Hermawanto berpendapat, jika suara publik dinilai penyidik—berdasarkan penilaian subjektif—sebagai tindakan yang “menghalangi penyidikan, penuntutan, dan persidangan” karena dianggap secara tidak langsung memengaruhi proses hukum, maka hal itu dapat mengancam kebebasan dan rasa aman dalam berekspresi. Ia menekankan bahwa UUD 1945 menjamin kebebasan menyampaikan pendapat serta rasa aman dalam berekspresi sebagai elemen penting negara demokrasi.
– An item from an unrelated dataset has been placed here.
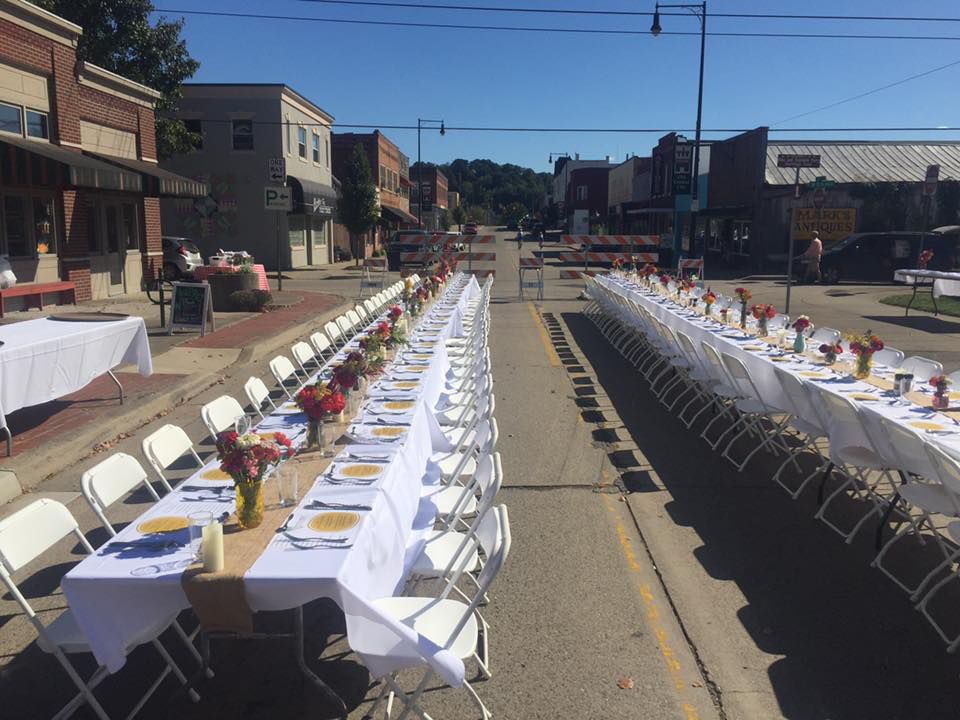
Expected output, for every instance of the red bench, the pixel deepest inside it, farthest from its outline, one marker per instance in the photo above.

Menurut Pemohon, bentuk perbuatan dan cara memengaruhi yang dikategorikan “tidak langsung” tidak memiliki batasan yang pasti, sehingga sangat bergantung pada penilaian aparat penegak hukum. Kondisi ini dinilai berbahaya bagi kebebasan berekspresi dan dapat menghambat partisipasi masyarakat dalam penegakan hukum dalam kehidupan berdemokrasi.
Pemohon juga menilai adanya peluang penafsiran yang meluas terhadap Pasal 21 UU Tipikor yang dapat bersifat subjektif dan represif, sehingga berpotensi disalahgunakan untuk menekan atau mengkriminalisasi pihak tertentu tanpa dasar hukum yang jelas. Karena itu, dalam petitumnya, Hermawanto meminta MK menyatakan frasa “atau tidak langsung” dalam Pasal 21 dan Penjelasannya bertentangan dengan UUD Negara Republik Indonesia Tahun 1945 dan tidak mempunyai kekuatan hukum mengikat.
Sidang perkara ini diperiksa oleh Majelis Panel Hakim yang dipimpin Wakil Ketua MK Saldi Isra, didampingi Hakim Konstitusi Ridwan Mansyur dan Arsul Sani. Dalam nasihat hakim, Arsul meminta Pemohon memperjelas dan merinci argumentasi pertentangan norma yang diuji dengan pasal-pasal UUD 1945 yang dijadikan batu uji. “Ini relevansinya agar dipertajam kembali dianggap itu tadi membatas kebebasan berekspresi ya,” kata Arsul.
Sebelum menutup persidangan, Saldi Isra menyatakan Pemohon diberi waktu 14 hari untuk memperbaiki permohonan. Berkas perbaikan paling lambat harus diterima MK pada Senin, 2 Juni 2025.